Maintenance of sinus rhythm could be reached by using anti-arrhythmic drug therapy in patients with atrial fibrillation and it is specially recommended in symptomatic patients. There are six anti-arrhythmic drugs recommended and available for sinus rhythm maintannace in atrial fibrillation (AF). Choosing the proper anti-arrhythmic drug based on patient's underlying diseases and possible side effects is critical.

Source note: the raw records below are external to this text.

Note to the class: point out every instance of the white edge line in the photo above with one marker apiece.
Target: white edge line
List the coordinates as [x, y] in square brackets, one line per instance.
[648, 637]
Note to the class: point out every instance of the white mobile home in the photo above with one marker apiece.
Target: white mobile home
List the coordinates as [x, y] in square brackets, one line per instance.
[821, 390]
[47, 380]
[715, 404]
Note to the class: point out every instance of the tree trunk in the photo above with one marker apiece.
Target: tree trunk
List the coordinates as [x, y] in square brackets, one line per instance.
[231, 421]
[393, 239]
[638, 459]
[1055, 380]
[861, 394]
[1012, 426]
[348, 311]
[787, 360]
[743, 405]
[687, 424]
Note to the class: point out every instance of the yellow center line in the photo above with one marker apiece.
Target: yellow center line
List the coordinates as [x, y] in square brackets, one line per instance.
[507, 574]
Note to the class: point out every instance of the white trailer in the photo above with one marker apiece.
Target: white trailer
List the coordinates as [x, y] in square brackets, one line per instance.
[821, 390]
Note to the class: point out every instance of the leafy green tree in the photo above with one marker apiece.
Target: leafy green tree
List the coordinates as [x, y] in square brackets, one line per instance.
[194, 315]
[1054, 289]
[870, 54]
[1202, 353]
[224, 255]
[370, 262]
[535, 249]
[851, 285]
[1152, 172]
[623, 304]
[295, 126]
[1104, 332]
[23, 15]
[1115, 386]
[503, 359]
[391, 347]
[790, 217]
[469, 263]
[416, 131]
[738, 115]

Moreover, all of the anti-arrhythmic drugs (AADs) should be discontinued if a patient's (atrial fibrillation (AF) becomes permanent. Catheter-based ablation is an alternative to anti-arrhythmic drugs (AADs) therapy that could be considered as a first-line option at experienced centers.

Maintanance of Sinus Rate

2014 AHA/ACC/HRS Guideline for the Management of Patients With Atrial Fibrillation (DO NOT EDIT)[4]

Rhythm Control

Antiarrhythmic Drugs to Maintain Sinus Rhythm
Class I
"1. Before initiating antiarrhythmic drug therapy, treatment of precipitating or reversible causes of AF is recommended. (Level of Evidence: C)"
"2. The following antiarrhythmic drugs are recommended in patients with AF to maintain sinus rhythm, depending on underlying heart disease and comorbidities: a. Amiodarone, b. Dofetilide, c. Dronedarone, d. Flecainide, e. Propafenone, f. Sotalol. (Level of Evidence: A)"
"3. The risks of the antiarrhythmic drug, including proarrhythmia, should be considered before initiating therapy with each drug. (Level of Evidence: C)"
"4. Owing to its potential toxicities, amiodarone should only be used after consideration of risks and when other agents have failed or are contraindicated. (Level of Evidence: C)"
Class III: Harm
"1. Antiarrhythmic drugs for rhythm control should not be continued when AF becomes permanent (Level of Evidence: C) including dronedarone. (Level of Evidence: B)"
"2. Dronedarone should not be used for treatment of AF in patients with New York Heart Association (NYHA) class III and IV HF or patients who have had an episode of decompensated HF in the past 4 weeks. (Level of Evidence: B)"
Class IIa
"1. A rhythm-control strategy with pharmacological therapy can be useful in patients with AF for the treatment of tachycardia-induced cardiomyopathy. (Level of Evidence: C)"
Class IIb
"1. It may be reasonable to continue current antiarrhythmic drug therapy in the setting of infrequent, well-tolerated recurrences of AF, when the drug has reduced the frequency or symptoms of AF. (Level of Evidence: C)"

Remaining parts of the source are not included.